Faustine’s body does not readily participate in the popular market of heterosexual male desire where sex is a commodity: She is large, matronly, with a body that seems capable of strenuous physical labor, not lithe or winsome. This aspect of her physical presentation is an integral part of the piece, because she is saying something else with her naked body. Lucille Clifton’s poetry suggests what this may be. The following poem by Clifton, which is not titled, was published in the 1970s and clarifies for me what Faustine accomplishes with her self portraits. It’s worth considering the entire poem:

if i stand in my window
naked in my own house
and press my breasts
against the windowpane
like black birds pushing against glass
because i am somebody
in a New Thing

and if the man come to stop me
in my own house
naked in my own window
saying i have offended him
i have offended his

Gods

let him watch my black body
push against my own glass
let him discover self
let him run naked through the streets
crying
praying in tongues

There are some obvious contrasts with the image of the black woman in this poem, who stands her ground and stakes her claim to property ownership and middle-class membership. But her body is still (some 60 years and more later) radical, especially when it nakedly pushes against the glass that separates the domestic domain from the public social one. Faustine breaks that glass by similarly declaring that she is some body in a new thing, a new dispensation of political and social awareness that makes patriarchal white supremacy (once quite safe and secure in its abstraction of black bodies as property) have continual moments of self discovery.

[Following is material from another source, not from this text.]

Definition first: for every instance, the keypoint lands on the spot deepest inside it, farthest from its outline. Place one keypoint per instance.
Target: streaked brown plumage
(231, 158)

I know of no reported incidents of white man experiencing psychotic break to run through the streets naked, but there are many white men (as a stand in for patriarchy in general) losing their shit and responding violently over this relatively new social order. Faustine points to this new thing, this new social order in which the being of black women is no longer circumscribed by the sphere of domestic action. They are activists, judges, CEOs, artists, and sometimes oracles who remind us that our financial systems are founded in blood.